The Regulation aligns with the New Legislative Framework. It continues to promote harmonisation through a combination of mandatory essential health and safety requirements and voluntary harmonised standards, as with the current Machinery Directive.
- increases legal certainty, through uniform application
- integrates provisions for machinery with safety functions that are AI-powered
- integrates provisions for cyber-safety for compliance-relevant software data and safety control systems
- addresses the conformity assessment of machinery presenting a higher risk factor
- updates certain product category-specific provisions
- applies on a mandatory basis as of 20 January 2027
Compliance and conformity
All machinery placed on the EU market before 20 January 2027 must comply with the current Machinery Directive 2006/42/EC. Manufacturers are allowed to state on an EU Declaration of Conformity that such machinery also conforms with Machinery Regulation (EU) 2023/1230 if applicable.
The Guide to the application of the Machinery Directive 2006/42/EC is available in English. It consists of useful examples and explanations covering virtually the entire scope of applying the Directive. The guide includes a thematic index to make it easier to navigate.
- Machinery Directive application guide edition 2.2 (published October 2019)
- Application guide: ergonomic health and safety requirements
This document above guides you through applying ergonomic essential health and safety requirements mentioned in section 1.1.6 of Annexe I to the Machinery Directive and the corresponding harmonised standards.
Market surveillance ensures that products on the EU market do not endanger EU workers and citizens. It also ensures the protection of other public interests, such as the environment, security and fairness in trade.
See the lists of national market surveillance authorities linked below.

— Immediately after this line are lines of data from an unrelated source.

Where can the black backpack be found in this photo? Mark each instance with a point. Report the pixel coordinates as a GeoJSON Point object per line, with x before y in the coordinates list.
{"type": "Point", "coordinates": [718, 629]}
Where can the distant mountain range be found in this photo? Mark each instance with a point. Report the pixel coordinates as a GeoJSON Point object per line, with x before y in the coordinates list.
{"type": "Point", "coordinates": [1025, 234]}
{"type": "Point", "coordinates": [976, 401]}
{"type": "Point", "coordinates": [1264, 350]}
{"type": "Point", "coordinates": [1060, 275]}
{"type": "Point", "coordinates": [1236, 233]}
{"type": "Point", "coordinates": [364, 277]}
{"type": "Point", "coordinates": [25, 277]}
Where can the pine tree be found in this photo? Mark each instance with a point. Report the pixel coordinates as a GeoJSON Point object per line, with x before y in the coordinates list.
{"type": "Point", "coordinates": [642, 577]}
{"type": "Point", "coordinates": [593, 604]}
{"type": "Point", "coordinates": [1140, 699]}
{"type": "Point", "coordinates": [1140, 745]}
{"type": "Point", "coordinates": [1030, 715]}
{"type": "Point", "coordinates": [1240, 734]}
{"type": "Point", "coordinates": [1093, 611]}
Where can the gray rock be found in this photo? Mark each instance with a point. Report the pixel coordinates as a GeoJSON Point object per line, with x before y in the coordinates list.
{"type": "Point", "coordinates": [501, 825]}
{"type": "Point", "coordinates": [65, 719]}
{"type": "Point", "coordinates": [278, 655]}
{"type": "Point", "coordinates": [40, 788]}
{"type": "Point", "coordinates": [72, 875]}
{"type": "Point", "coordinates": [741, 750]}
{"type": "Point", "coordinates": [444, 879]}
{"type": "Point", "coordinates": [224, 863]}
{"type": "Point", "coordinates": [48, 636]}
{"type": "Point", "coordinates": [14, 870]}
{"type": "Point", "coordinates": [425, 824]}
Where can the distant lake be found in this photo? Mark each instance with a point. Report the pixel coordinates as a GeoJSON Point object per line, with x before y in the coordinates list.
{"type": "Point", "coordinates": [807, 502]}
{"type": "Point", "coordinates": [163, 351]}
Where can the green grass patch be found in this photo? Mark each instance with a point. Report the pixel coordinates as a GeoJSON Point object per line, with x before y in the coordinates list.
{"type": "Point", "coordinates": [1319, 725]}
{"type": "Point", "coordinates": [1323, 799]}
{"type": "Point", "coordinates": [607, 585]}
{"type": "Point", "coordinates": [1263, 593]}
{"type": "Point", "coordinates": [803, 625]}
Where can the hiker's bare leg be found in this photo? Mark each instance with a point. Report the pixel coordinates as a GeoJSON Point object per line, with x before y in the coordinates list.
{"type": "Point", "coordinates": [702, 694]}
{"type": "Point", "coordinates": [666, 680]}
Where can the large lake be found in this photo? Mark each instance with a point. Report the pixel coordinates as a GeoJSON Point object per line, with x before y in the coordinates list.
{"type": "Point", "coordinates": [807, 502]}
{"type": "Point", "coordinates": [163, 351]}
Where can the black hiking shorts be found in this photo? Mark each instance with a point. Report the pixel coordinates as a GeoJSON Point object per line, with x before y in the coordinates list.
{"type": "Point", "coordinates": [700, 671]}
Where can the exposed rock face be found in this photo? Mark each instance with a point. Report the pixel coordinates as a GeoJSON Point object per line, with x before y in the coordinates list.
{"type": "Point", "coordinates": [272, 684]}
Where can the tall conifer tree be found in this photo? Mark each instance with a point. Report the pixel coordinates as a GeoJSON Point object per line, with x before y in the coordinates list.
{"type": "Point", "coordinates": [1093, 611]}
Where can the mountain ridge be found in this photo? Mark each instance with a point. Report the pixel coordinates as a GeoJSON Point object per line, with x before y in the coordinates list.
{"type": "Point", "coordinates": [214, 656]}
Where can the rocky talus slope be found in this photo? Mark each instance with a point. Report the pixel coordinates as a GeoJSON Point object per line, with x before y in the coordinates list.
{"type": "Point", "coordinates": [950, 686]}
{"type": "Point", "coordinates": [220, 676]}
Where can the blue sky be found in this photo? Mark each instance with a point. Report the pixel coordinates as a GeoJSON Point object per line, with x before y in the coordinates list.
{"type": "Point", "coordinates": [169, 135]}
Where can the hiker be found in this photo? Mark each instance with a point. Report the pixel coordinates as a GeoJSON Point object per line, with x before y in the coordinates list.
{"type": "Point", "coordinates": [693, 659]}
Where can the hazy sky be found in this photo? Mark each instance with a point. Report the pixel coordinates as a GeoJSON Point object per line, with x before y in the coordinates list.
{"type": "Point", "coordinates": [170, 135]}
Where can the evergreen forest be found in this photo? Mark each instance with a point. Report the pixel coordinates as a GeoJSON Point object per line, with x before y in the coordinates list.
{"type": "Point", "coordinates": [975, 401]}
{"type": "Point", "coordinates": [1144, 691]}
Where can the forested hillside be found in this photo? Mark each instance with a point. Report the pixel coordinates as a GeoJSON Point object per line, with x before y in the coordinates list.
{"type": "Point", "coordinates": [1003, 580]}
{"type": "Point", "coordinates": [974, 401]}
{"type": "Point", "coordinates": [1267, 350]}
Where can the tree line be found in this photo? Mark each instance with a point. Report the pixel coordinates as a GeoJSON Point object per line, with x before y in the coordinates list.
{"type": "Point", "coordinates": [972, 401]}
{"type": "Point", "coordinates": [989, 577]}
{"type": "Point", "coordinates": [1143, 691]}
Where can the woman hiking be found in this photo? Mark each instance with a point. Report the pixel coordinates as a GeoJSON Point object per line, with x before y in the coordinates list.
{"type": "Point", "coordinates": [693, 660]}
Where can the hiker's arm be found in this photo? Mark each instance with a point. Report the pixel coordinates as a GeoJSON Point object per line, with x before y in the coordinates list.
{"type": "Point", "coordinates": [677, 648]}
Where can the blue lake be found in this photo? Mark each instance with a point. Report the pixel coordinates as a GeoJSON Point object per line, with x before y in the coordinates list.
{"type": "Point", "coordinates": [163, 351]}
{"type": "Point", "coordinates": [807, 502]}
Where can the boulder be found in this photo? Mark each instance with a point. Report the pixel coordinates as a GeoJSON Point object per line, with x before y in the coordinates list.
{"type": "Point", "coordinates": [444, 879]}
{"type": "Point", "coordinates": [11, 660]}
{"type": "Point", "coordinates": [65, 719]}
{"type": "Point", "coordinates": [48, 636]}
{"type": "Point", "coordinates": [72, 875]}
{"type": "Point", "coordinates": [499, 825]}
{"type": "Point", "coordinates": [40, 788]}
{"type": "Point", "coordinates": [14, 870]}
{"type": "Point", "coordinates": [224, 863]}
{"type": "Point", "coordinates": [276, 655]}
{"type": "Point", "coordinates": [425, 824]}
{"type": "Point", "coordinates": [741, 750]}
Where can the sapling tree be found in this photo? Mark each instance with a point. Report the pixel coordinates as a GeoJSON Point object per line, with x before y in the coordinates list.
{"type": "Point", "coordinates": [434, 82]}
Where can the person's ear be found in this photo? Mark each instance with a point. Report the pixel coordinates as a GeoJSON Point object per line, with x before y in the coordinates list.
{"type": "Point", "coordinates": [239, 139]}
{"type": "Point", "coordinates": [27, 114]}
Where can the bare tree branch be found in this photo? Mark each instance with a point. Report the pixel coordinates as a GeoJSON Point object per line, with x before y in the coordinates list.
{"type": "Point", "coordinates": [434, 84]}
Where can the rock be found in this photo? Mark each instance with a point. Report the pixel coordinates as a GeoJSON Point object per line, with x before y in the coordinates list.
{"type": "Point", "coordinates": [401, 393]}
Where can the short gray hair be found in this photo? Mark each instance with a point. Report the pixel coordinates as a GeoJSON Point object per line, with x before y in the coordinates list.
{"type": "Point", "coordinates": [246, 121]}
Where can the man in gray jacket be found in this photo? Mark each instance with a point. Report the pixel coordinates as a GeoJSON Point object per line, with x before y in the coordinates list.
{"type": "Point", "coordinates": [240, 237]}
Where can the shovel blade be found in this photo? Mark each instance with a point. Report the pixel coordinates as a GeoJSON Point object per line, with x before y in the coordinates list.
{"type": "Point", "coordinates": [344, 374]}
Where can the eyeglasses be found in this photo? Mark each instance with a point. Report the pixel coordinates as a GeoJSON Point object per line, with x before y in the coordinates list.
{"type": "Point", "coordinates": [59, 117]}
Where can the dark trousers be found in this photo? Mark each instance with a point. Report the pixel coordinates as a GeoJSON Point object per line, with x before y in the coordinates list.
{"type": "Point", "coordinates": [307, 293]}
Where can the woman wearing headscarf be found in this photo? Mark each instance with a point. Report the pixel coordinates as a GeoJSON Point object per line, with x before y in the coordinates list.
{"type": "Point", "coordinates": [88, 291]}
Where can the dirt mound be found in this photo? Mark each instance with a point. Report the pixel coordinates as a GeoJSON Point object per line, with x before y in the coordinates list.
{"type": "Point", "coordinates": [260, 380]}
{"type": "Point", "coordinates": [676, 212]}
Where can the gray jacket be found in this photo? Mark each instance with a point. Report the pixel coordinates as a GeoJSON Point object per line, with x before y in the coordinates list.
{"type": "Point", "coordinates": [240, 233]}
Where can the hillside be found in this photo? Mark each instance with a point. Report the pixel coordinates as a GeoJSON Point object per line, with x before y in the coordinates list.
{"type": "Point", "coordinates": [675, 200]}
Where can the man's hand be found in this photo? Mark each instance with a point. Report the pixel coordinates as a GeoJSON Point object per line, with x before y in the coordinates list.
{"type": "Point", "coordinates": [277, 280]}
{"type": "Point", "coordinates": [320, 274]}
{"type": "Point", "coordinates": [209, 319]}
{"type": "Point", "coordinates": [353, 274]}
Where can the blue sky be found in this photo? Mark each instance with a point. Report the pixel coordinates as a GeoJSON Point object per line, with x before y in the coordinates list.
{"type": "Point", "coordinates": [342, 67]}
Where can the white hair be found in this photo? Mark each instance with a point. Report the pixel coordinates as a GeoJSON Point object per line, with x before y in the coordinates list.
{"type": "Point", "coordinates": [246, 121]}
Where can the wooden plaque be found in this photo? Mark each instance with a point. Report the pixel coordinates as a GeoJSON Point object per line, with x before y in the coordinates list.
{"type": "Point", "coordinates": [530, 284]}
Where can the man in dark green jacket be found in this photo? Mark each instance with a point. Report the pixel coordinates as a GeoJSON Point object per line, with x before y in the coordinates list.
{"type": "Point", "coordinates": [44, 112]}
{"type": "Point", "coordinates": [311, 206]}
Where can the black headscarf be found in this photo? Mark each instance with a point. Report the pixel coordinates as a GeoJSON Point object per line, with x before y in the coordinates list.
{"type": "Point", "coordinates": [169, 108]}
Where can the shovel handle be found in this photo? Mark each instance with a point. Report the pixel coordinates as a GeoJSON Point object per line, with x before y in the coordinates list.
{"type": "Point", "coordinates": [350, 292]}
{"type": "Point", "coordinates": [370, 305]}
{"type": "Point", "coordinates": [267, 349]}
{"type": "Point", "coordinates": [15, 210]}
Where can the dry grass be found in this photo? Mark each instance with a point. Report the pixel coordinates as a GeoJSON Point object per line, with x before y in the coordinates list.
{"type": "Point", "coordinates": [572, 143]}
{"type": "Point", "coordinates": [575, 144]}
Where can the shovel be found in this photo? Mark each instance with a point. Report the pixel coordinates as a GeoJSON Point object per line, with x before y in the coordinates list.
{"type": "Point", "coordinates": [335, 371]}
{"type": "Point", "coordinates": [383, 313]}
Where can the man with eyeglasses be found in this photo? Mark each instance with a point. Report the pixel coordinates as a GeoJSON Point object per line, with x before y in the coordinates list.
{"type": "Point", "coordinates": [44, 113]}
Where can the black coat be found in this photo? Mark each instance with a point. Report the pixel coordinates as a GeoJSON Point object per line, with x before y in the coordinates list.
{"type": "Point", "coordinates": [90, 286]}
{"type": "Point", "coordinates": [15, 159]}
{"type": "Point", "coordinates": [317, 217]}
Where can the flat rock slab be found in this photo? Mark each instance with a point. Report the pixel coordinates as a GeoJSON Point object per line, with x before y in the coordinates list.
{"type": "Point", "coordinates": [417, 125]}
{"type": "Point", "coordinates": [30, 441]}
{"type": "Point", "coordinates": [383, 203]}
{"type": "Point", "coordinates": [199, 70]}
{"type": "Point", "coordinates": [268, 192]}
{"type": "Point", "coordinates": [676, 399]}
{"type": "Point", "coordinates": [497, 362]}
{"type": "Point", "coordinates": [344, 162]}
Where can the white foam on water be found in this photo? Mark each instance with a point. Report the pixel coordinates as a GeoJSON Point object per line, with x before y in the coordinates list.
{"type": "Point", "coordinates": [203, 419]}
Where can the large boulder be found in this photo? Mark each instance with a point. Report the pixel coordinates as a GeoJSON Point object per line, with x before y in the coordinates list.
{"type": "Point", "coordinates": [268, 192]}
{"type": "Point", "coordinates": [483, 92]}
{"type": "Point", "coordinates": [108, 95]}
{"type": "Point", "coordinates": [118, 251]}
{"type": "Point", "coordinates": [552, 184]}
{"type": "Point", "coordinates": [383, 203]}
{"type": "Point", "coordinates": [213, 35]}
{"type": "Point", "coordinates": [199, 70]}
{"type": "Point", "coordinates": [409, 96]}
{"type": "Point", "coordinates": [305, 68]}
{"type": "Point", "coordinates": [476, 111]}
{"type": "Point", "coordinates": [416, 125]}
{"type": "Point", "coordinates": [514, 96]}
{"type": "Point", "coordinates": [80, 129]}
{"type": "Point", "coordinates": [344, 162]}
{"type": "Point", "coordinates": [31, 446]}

European cooperation on market surveillance takes place through informal groups of market surveillance authorities, called Administrative Cooperation groups (AdCos). The Commission supports these groups. The AdCo on machinery generally meets twice per year, either in Brussels or in another European location. The group works autonomously to a great extent.
Administrative Cooperation group on machinery market surveillance (access is limited to representatives of national market surveillance authorities and other authorised stakeholders)
EU countries inform the Commission and the other EU countries about which notified bodies are designated to carry out conformity assessment according to the machinery legislation. Notification of notified bodies and their withdrawal are the responsibility of the notifying EU country.
- Find bodies notified under Machinery Directive 2006/42/EC as well as Machinery Regulation (EU) 2023/1230 through the NANDO information system
- European coordination of notified bodies (access is limited to representatives of notified bodies and other authorised stakeholders)
'Recommendation for use' (RfU) sheets
The following 'recommendation for use' sheets reflect the common position of the notified bodies in the machinery sector. They assist notified bodies in their tasks with the conformity assessment of machinery, as linked to the EU type-examination procedure, and in accordance with the terms of the machinery legislation. All stakeholders involved in implementing this legislation are encouraged to use this helpful information.
Horizontal RfU sheets are prefixed by 00 and apply to all types of machinery listed in Annexe IV of the Machinery Directive.
Vertical RfU sheets apply more specifically to a particular category of machinery listed in Annexe IV. For example, sheets prefixed by 01 deal with woodworking machinery, and sheets prefixed by 04 deal with injection or compression moulding machines.
In the spotlight
Unregulated certificates warning
Unregulated certificates, which are often called ‘voluntary certificates’ besides other names, are often issued for some products covered by EU harmonisation legislation by certification bodies not acting in their capacity as notified bodies under EU law. These practices are misleading since only notified bodies may issue certificates of compliance for harmonised products and only in the area for which they are notified. For example, if a body is notified to issue certificates for machinery, it should not issue certificates (voluntary or other) for non-machinery products (such as personal protective equipment – masks).
Please note that, under EU law, voluntary or other additional certificates are not a recognised means to prove compliance. Consequently, they have no value in the case of checks by market surveillance authorities or customs. However, an exception arises in instances where voluntary certification is outlined in specific legislation. In such cases, while the certificate is not obligatory, it must adhere to explicit requirements if chosen to be acquired.
Voluntary certificates can create the impression that the product conforms with applicable EU harmonisation legislation, although such certificates are not issued by an authorised body.
Voluntary certificates must not be confused with third-party conformity assessment certification by notified bodies within the area for of competence for which they are notified, due to the use of terms such as ‘certification’ or ‘independent third party’ or the presence of the CE marking on the certificate.
CE marking can only be affixed after testing the product and performing the conformity assessment procedure prescribed by the applicable EU harmonisation legislation. It is not acceptable for voluntary certificates to bear a CE marking.